For this configuration :


    @Bean
    public SecurityFilterChain filterChain( final HttpSecurity http ) throws Exception {
        http
                .cors().and().csrf().disable()
                .sessionManagement().sessionCreationPolicy( SessionCreationPolicy.STATELESS )
                .and()
                .anonymous()
                .and()
                .authorizeHttpRequests()
                .requestMatchers( HttpMethod.OPTIONS ).permitAll()
                .requestMatchers( "/system/**" ).hasRole( new SecurityRole( Role.ROLE_SYSTEM ).toString() )
                .requestMatchers( "/admin/**" ).hasRole( new SecurityRole( Role.ROLE_AUTH_ADMIN ).toString() )
                .requestMatchers( "/identity/**" ).hasRole( new SecurityRole( Role.ROLE_AUTH_IDENTITY ).toString() )
                .requestMatchers( "/guest/**" ).permitAll()
                .anyRequest().authenticated()
                .and()
                .oauth2ResourceServer( OAuth2ResourceServerConfigurer::jwt );

        return http.build();
    }

All exceptions thrown by "/guest/**" endpoint are converted to HTTP 401 whitout body. Even when I issue an HTTP 409 with this class :

@ResponseStatus( code = HttpStatus.CONFLICT )
public class HttpConflictException extends RuntimeException {
    public HttpConflictException( String message ) {
        super( message );
    }
}

If this line

.requestMatchers( "/guest/**" ).permitAll()

is replaced by this

 .requestMatchers( "/**" ).permitAll()

it works. But this option seems too dangerous. Am I not understanding something? I haven't seen anything in the documentation that can help with this issue.

Dependencies :

<dependency>
    <groupId>org.springframework.boot</groupId>
    <artifactId>spring-boot-starter-security</artifactId>
</dependency>
<dependency>
    <groupId>org.springframework.security</groupId>
    <artifactId>spring-security-oauth2-resource-server</artifactId>
</dependency>
<dependency>
    <groupId>org.springframework.security</groupId>
    <artifactId>spring-security-oauth2-jose</artifactId>
</dependency>

Thank you.

Comment From: marcusdacoregio

Hi @romainlavabre,

this behavior is expected since Spring Security now applies to all dispatcher types, this includes the redirect to the /error endpoint that Spring Boot performs when there is an error. If you want to view the /error page you should permit it as well, like so:

.requestMatchers("/error").permitAll()

or, you may want to permit all ERROR dispatchers:

.dispatcherTypeMatchers(DispatcherType.ERROR).permitAll()

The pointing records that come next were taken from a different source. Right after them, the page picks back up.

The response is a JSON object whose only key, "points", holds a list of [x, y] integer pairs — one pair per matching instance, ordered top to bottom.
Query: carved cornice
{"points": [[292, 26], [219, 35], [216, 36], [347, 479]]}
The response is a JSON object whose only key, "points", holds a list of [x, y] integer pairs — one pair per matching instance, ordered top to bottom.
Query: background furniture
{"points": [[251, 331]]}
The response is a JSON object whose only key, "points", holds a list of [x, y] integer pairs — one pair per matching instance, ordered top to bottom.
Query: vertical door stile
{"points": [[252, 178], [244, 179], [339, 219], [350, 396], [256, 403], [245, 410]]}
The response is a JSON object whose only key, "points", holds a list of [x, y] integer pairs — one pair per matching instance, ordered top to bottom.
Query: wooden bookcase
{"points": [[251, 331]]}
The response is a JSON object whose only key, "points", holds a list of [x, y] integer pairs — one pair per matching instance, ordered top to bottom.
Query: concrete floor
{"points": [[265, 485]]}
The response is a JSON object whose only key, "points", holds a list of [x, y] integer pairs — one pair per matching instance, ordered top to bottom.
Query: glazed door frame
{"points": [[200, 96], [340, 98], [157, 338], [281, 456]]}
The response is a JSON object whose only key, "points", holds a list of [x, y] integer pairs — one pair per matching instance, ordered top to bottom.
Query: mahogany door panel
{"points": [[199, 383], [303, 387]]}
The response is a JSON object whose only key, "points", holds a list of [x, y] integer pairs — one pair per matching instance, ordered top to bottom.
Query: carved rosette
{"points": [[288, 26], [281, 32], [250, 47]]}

Comment From: romainlavabre

Ok thank you for your reply, i probably didn't go far enough in the documentation or i missed this information.

Comment From: Devecor

I noticed that it's not able to be reproduced by test along with @SpringBootTest or @WebMvcTest in spring security 6.1.4 but it can be reproduced on application running and call api via curl. So I just want to known if there is any way to test in junit5?